Chemical Senses (Taste and Smell)
Sense of taste and smell very closely related (chemoreception)
○ 90% of what we deem taste is really smell
○ Without input from nose, only 4 or 5 kinds of taste sensors in mouth
Food preferences or aversions form very early in life
Taste one of earliest developed senses
Developing babies exposed to substances mother inhales or digests, impart flavor to
amniotic fluid which baby ingests
After birth, exposure to different tastes/smells may affect food choices/nutritional
status, picking certain foods over others for long time
Taste Buds
Taste buds = taste receptor cells, special neurons in mouth responsible for sense of
taste (gustation)
Most taste buds tongue, few on roof of mouth, cheeks, under tongue, throat
Amount tastebuds indicates how sensitive person is various tastes
○ Some have 500, others 20xs that- “supertasters” (detect all levels of taste)
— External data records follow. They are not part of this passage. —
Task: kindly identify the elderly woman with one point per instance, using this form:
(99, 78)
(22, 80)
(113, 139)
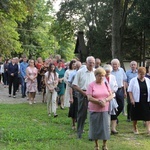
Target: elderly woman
(66, 77)
(99, 94)
(111, 80)
(31, 84)
(139, 92)
(51, 81)
(121, 79)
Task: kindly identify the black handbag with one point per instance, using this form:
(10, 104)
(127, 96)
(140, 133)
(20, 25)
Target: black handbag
(57, 89)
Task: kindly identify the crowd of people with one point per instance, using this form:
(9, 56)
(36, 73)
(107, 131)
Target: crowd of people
(82, 87)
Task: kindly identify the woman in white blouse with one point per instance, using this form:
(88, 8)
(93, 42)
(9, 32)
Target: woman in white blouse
(139, 92)
(111, 80)
(66, 77)
(51, 81)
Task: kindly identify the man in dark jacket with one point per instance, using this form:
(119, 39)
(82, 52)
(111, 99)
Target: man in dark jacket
(13, 76)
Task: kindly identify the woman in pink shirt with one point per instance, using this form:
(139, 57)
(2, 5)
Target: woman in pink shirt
(99, 95)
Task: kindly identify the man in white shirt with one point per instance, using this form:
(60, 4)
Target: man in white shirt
(83, 77)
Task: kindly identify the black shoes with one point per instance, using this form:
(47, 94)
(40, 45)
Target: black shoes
(55, 115)
(114, 132)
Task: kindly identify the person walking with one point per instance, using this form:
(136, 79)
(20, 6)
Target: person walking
(83, 77)
(13, 76)
(51, 81)
(99, 95)
(23, 67)
(31, 73)
(133, 72)
(139, 92)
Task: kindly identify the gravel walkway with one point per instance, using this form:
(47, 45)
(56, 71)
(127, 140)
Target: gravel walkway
(4, 99)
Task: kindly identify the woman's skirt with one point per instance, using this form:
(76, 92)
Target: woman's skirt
(141, 111)
(99, 125)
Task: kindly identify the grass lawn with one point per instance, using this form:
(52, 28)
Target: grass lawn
(26, 127)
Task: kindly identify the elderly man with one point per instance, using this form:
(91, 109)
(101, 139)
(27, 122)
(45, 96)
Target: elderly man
(83, 77)
(133, 72)
(13, 75)
(121, 79)
(23, 67)
(97, 63)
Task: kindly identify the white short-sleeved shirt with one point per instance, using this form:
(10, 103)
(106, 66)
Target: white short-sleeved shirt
(83, 78)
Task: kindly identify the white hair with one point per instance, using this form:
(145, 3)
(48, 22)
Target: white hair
(108, 68)
(89, 57)
(115, 61)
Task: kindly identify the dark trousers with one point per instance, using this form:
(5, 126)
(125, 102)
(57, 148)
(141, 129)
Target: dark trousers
(6, 79)
(128, 107)
(82, 113)
(12, 82)
(120, 100)
(39, 78)
(23, 86)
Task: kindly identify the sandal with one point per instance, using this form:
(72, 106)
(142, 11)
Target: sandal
(96, 148)
(104, 147)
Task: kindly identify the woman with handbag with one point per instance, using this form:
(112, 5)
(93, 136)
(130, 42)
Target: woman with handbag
(31, 73)
(111, 80)
(99, 96)
(51, 81)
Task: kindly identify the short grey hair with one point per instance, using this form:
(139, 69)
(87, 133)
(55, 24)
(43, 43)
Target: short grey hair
(89, 57)
(108, 68)
(115, 61)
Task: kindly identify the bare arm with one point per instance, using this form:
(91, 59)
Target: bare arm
(131, 98)
(79, 90)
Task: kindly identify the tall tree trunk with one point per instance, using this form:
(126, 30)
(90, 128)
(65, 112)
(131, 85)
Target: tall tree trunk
(116, 35)
(120, 11)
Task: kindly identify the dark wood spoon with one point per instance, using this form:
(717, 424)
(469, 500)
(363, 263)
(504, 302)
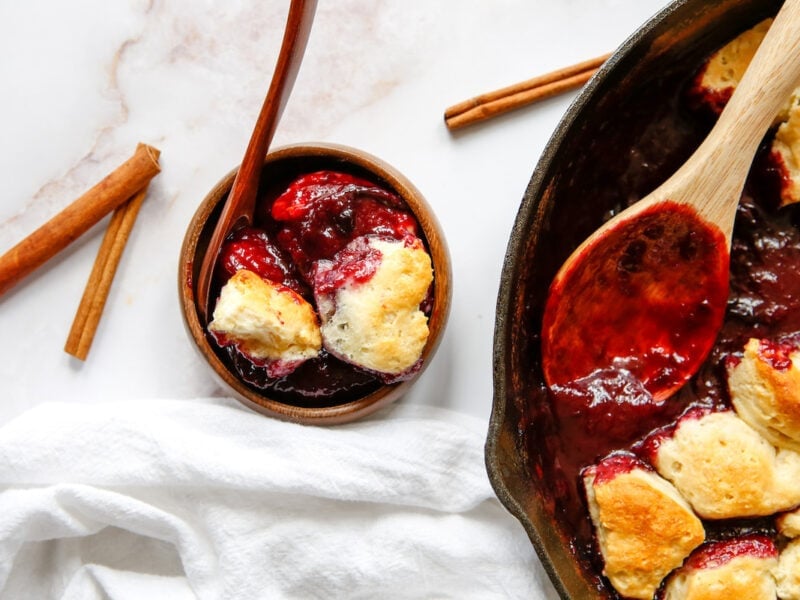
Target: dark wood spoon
(647, 291)
(239, 206)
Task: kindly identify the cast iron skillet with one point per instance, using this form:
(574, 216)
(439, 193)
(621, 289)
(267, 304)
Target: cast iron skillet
(581, 178)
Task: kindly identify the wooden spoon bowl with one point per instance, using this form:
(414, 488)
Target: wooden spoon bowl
(280, 167)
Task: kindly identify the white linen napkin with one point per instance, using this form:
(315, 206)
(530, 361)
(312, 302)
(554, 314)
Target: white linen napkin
(207, 499)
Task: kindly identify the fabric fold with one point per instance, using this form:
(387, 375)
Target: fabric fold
(206, 499)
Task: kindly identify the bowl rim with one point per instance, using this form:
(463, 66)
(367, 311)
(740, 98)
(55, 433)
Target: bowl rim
(440, 257)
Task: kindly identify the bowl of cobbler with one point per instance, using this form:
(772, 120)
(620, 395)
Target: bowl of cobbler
(332, 303)
(696, 495)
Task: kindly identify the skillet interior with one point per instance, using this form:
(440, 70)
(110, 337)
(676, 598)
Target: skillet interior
(567, 198)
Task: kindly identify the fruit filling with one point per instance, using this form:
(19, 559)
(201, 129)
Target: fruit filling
(325, 232)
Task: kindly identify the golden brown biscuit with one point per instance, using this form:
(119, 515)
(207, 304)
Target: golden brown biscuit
(724, 69)
(785, 152)
(787, 572)
(644, 528)
(268, 322)
(735, 569)
(765, 391)
(725, 469)
(377, 323)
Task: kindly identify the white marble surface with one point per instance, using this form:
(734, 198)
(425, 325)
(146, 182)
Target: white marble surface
(84, 81)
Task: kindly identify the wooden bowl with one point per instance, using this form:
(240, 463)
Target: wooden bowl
(580, 178)
(280, 167)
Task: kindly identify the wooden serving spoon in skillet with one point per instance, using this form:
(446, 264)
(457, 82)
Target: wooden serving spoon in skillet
(647, 291)
(240, 204)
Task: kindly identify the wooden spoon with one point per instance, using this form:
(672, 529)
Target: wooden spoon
(647, 291)
(240, 204)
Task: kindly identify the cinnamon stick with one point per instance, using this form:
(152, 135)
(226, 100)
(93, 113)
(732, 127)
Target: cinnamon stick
(95, 294)
(497, 102)
(77, 218)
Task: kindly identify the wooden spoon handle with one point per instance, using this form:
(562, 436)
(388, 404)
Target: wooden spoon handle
(243, 194)
(240, 204)
(715, 174)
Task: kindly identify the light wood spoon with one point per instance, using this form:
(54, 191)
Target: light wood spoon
(647, 291)
(239, 206)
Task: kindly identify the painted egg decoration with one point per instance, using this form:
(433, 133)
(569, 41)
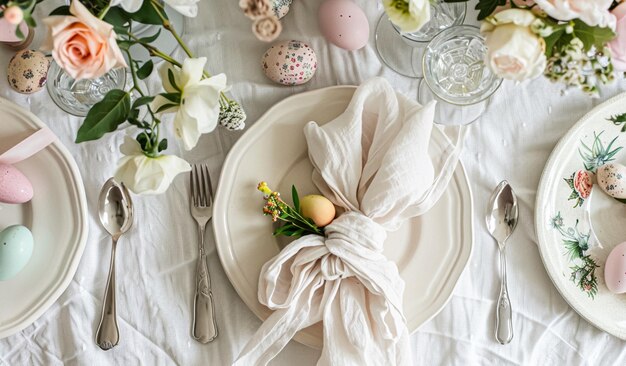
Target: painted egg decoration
(14, 186)
(615, 270)
(612, 180)
(344, 24)
(28, 71)
(290, 63)
(16, 248)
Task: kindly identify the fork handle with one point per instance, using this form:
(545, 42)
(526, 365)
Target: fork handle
(204, 327)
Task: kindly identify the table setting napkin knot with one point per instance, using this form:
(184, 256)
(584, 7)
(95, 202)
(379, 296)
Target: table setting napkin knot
(373, 163)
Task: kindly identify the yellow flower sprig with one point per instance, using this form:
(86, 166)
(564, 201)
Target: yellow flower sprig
(295, 225)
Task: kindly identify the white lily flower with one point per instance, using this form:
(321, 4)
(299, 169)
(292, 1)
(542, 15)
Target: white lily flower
(199, 108)
(145, 175)
(130, 6)
(409, 15)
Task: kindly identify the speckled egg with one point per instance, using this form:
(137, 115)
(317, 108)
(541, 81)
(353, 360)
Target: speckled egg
(290, 63)
(615, 270)
(281, 7)
(344, 24)
(16, 248)
(14, 186)
(612, 180)
(28, 71)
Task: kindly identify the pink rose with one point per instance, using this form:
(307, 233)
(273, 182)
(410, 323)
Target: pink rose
(592, 12)
(618, 45)
(583, 182)
(83, 45)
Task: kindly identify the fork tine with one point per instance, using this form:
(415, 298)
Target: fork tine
(194, 186)
(210, 185)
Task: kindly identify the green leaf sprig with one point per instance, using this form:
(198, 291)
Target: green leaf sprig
(295, 224)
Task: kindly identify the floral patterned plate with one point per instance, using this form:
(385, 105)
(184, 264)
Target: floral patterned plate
(577, 224)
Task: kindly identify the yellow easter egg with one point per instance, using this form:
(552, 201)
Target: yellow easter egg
(318, 208)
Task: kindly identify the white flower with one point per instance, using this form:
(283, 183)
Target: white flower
(199, 107)
(409, 15)
(514, 51)
(130, 6)
(187, 8)
(592, 12)
(146, 175)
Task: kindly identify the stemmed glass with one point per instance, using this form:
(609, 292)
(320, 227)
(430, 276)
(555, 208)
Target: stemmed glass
(402, 52)
(456, 76)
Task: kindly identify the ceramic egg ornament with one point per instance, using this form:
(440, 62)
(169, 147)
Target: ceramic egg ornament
(318, 208)
(16, 248)
(290, 63)
(344, 24)
(14, 186)
(612, 180)
(28, 71)
(615, 270)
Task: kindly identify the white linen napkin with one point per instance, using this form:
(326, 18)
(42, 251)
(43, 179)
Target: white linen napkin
(373, 162)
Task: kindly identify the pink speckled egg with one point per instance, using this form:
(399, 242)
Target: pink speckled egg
(290, 63)
(344, 24)
(14, 186)
(615, 269)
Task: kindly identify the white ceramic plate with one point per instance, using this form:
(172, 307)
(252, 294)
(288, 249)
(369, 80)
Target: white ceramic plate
(431, 251)
(569, 218)
(57, 217)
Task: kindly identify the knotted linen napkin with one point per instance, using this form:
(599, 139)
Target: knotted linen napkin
(373, 162)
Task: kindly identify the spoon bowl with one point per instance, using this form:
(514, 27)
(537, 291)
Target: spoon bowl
(115, 209)
(501, 219)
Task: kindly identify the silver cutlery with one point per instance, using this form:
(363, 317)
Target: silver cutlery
(204, 326)
(115, 209)
(502, 215)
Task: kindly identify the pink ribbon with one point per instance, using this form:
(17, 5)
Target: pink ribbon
(28, 147)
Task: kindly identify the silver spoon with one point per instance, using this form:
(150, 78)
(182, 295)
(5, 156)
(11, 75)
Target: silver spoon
(116, 214)
(502, 215)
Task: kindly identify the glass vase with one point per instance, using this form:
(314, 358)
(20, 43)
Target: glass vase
(76, 97)
(402, 52)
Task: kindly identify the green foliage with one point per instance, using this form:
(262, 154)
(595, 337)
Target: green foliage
(105, 116)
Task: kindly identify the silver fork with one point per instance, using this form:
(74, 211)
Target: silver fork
(204, 327)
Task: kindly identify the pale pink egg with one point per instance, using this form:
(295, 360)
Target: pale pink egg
(344, 24)
(14, 186)
(615, 269)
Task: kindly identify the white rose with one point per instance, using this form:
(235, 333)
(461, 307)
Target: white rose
(199, 108)
(409, 15)
(146, 175)
(592, 12)
(514, 51)
(130, 6)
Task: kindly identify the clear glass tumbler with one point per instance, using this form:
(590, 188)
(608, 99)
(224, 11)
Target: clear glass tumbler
(456, 76)
(402, 52)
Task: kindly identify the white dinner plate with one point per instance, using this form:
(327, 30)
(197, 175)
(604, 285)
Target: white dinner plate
(431, 251)
(577, 227)
(57, 217)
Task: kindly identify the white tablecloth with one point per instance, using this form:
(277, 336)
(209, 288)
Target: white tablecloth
(156, 260)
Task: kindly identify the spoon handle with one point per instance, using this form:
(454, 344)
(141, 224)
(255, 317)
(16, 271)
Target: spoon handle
(204, 327)
(504, 315)
(108, 335)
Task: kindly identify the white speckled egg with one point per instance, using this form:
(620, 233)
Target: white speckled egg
(615, 270)
(290, 63)
(344, 24)
(28, 71)
(612, 180)
(14, 186)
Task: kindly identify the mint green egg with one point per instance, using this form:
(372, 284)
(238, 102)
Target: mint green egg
(16, 248)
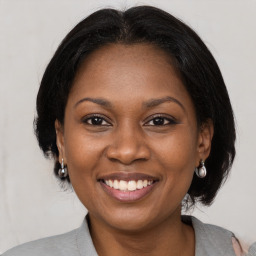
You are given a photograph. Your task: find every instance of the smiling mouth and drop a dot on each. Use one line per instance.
(130, 185)
(128, 188)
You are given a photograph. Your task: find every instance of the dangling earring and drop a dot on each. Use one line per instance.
(63, 171)
(201, 170)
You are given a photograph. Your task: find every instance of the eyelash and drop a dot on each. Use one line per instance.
(166, 120)
(86, 119)
(170, 120)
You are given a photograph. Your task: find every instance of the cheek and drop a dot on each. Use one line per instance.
(83, 153)
(177, 155)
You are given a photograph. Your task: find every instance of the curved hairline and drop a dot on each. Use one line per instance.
(170, 59)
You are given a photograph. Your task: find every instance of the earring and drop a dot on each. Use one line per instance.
(201, 170)
(63, 171)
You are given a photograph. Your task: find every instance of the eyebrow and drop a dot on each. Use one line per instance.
(148, 104)
(99, 101)
(156, 102)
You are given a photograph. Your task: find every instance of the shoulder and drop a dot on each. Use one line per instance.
(60, 245)
(211, 239)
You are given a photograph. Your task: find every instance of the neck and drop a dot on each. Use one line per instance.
(171, 237)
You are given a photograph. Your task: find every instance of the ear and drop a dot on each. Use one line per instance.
(205, 140)
(60, 140)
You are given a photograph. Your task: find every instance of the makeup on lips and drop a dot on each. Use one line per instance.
(128, 187)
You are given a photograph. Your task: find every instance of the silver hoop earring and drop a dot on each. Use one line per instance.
(201, 170)
(63, 171)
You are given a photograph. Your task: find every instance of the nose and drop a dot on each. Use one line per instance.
(128, 145)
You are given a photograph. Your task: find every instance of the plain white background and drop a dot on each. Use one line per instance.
(32, 204)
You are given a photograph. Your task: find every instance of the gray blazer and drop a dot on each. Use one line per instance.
(210, 241)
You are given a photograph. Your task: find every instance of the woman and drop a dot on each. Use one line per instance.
(135, 112)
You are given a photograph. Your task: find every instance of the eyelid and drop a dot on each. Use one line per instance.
(171, 119)
(90, 116)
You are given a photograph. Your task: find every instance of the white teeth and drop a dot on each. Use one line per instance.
(139, 184)
(130, 185)
(123, 185)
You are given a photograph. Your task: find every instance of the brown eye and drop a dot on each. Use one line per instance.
(96, 120)
(160, 121)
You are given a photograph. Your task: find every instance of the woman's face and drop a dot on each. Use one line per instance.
(130, 137)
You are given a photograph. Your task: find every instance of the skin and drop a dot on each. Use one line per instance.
(128, 140)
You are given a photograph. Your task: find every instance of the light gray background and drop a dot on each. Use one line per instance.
(32, 205)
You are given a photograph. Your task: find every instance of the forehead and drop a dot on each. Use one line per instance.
(125, 73)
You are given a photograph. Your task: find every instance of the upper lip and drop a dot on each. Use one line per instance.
(127, 176)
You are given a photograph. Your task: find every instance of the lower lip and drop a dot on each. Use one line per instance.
(128, 196)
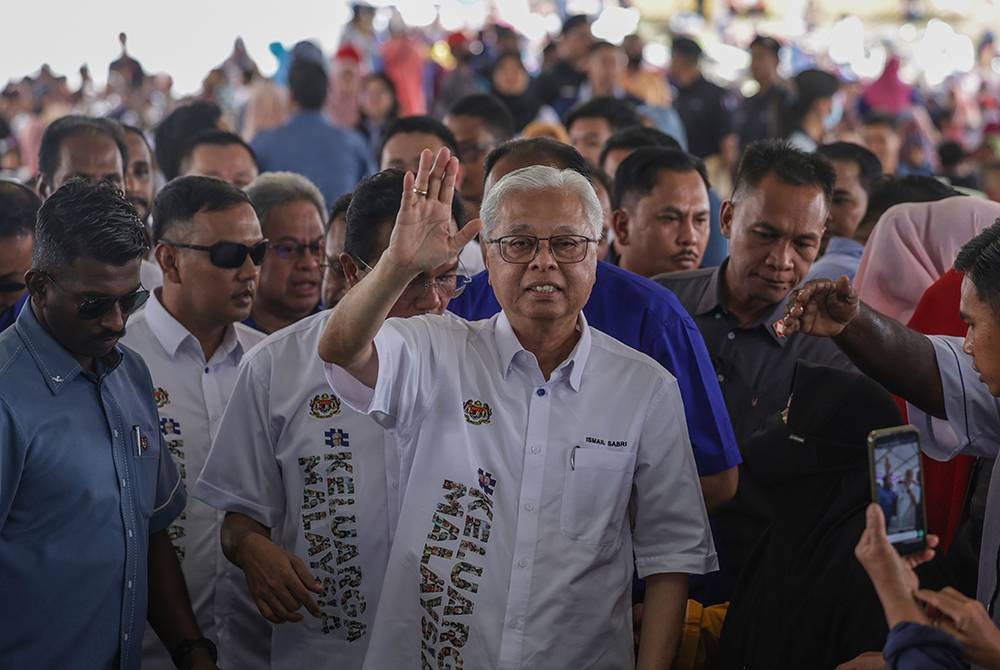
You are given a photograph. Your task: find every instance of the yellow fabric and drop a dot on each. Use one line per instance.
(699, 647)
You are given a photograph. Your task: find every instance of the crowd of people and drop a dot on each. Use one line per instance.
(383, 364)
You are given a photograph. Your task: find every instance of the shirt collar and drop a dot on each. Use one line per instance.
(171, 334)
(57, 365)
(711, 300)
(508, 347)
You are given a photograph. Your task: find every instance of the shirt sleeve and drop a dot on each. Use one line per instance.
(973, 424)
(241, 473)
(679, 347)
(171, 497)
(671, 532)
(407, 350)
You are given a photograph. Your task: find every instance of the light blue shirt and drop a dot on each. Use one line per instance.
(842, 257)
(84, 480)
(332, 158)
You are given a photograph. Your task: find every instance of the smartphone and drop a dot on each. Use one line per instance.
(897, 484)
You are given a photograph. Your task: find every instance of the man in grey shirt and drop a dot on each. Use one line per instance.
(940, 377)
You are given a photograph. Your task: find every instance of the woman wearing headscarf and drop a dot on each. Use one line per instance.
(912, 245)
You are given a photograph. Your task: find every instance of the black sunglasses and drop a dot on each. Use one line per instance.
(228, 255)
(95, 307)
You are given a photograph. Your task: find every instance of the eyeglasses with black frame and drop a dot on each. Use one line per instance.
(287, 249)
(227, 255)
(94, 307)
(522, 249)
(449, 285)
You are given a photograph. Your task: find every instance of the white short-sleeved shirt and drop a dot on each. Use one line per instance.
(190, 396)
(973, 428)
(514, 547)
(290, 455)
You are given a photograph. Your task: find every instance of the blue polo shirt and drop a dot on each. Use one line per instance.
(332, 158)
(84, 480)
(647, 317)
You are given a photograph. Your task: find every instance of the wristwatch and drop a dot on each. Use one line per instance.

Very picky abt amount of specific spices in food + much more
sensitive to chemicals, like hot peppers
There are medium and non tasters too
Bumps seen on tongue → papillae → taste buds line inside walls of papillae
Each taste bud has 20 receptors, work like receptor sites on neurons
○ Receive molecules various substances fit into receptor like key into lock
○ Taste called chemical sense, works w/ food molecules same way neural
receptors work w/ neurotransmitters
○ Molecules (dissolved in saliva) fit into receptors, signal is fired to brain which
interprets sensation
○ Taste receptors get big workout, replaced every 10 →14 days
○ Tongue is burned, damaged cells no longer work, over time get replaced,
taste sense comes back
Our taste buds die and grow back about every two weeks. Around 40 years of age,
this process slows down, so while the buds continue to die off, fewer grow back.
Fewer taste buds means blander taste, and a different combination of activated cells
when we experience a food.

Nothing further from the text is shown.